KJIPUKTUK (Halifax) – The Out of the Cold shelter, which was set to close at the end of April, will be able to stay open until June 30th, thanks to some federal funding and a landlord willing to extend the lease until then.
“We just got confirmation today that Reaching Home, our federal funders, will continue to fund us until then,” says Michelle Malette, the executive director of the Out of the Cold Community Association.
This is good news. Lack of suitable and truly affordable housing is a pervasive issue in Halifax that is only getting worse over time. We’ve run several stories on the shelter situation lately, and almost all people we interviewed mentioned how the loss of 25 beds that Out of the Cold provides would make an already very bad situation even worse.
For that matter, it’s more than shelter beds that Out of the Cold offers. The organization runs a food security program, a place to take a shower, and through its use of a common room it is often able to give even more people a roof over their heads, Malette says.
“We have all genders, we have someone here right now with three dogs, obviously, they could not stay somewhere else. We have folks who have some pretty significant challenges around substance use and alcohol and mental health. We have actually gone through a process this year where we’ve prioritized folks who are actually not able to access other shelters,” Malette says.
“We have what are considered really high acuity folks, but it’s generally a really lovely and calm space, because we are super low barrier. Every time something comes up, we just really encourage everyone to kind of lean into it,” she says,
Of course Out of the Cold will face the same problem again come July.
Malette would like both the province and the city to come to its aid. As well, the organization would like to offer not just shelter beds, but also more long term supportive housing.
At this time the province only provides enough funding to pay for one staff member, Malette says.
Malette is looking at the city to see if it can offer up a space. She’s been looking at the old library on Spring Garden Road, she says.
“It’s a good spot for us. And it’s a big building. I have no idea what it would cost to run it, but I’m hoping at least the city would have something else for us,” says Malette.
“If we had a building, we could access federal funding, and of course the province would also have to step up. In order to be funded by the feds there’s got to be some buy-in from another level of government,” she says.

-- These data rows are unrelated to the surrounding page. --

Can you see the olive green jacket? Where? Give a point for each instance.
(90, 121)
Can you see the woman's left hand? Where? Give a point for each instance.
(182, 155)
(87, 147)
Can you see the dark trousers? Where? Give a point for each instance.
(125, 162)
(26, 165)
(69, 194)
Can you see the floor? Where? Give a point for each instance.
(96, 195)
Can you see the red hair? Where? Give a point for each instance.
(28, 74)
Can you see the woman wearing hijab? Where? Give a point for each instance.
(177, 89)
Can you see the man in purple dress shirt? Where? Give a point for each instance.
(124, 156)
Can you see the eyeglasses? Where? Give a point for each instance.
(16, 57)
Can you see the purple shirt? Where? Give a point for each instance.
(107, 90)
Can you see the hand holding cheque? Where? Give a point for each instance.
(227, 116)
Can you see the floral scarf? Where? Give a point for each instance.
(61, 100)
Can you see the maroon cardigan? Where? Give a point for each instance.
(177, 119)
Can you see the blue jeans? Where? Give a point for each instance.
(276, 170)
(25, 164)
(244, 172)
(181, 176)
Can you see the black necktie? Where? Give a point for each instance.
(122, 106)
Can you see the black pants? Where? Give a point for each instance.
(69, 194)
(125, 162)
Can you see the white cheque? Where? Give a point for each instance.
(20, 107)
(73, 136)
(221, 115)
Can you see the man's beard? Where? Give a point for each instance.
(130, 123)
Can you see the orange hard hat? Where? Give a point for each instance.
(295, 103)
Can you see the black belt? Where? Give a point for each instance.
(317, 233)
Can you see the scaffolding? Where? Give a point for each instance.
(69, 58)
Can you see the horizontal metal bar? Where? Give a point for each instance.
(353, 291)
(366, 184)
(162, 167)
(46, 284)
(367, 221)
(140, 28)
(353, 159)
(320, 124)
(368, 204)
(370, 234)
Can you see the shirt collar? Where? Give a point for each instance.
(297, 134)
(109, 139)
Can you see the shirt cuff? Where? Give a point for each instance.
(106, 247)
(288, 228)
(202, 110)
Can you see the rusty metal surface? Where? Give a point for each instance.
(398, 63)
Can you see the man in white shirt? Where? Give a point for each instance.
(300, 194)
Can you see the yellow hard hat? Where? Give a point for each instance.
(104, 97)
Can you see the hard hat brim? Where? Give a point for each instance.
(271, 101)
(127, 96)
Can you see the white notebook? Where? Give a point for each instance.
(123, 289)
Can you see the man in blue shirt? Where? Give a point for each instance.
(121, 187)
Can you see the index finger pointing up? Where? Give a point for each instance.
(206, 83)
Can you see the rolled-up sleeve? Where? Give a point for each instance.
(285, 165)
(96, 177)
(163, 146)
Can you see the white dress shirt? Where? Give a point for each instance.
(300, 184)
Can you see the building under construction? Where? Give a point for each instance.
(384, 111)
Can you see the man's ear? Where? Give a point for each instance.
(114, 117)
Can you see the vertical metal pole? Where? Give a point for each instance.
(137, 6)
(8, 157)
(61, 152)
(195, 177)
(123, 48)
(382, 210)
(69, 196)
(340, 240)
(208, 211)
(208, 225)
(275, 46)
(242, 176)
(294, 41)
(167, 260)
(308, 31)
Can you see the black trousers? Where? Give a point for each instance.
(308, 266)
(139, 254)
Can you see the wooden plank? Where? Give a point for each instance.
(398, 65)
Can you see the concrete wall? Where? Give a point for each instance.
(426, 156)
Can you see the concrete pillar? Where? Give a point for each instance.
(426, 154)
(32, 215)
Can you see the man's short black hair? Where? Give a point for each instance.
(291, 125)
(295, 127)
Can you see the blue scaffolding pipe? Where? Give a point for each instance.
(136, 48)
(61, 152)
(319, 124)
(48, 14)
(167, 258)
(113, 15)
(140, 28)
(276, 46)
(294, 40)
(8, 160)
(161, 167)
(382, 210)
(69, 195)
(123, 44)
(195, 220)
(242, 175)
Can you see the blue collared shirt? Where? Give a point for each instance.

“We may still provide shelter beds next winter but we would also hopefully by September be set up in a new space, doing long term supportive housing. Also, we want a space where we can offer showers and laundry and food and things like that, because there’s nobody doing that on a consistent basis anymore, and right now we offer these supports 24/7,” says Malette.
“We always say that shelter beds aren’t an answer, and that we need to focus on supportive housing. But right now, there’s not enough of anything. So I don’t see how there can’t be shelter beds.”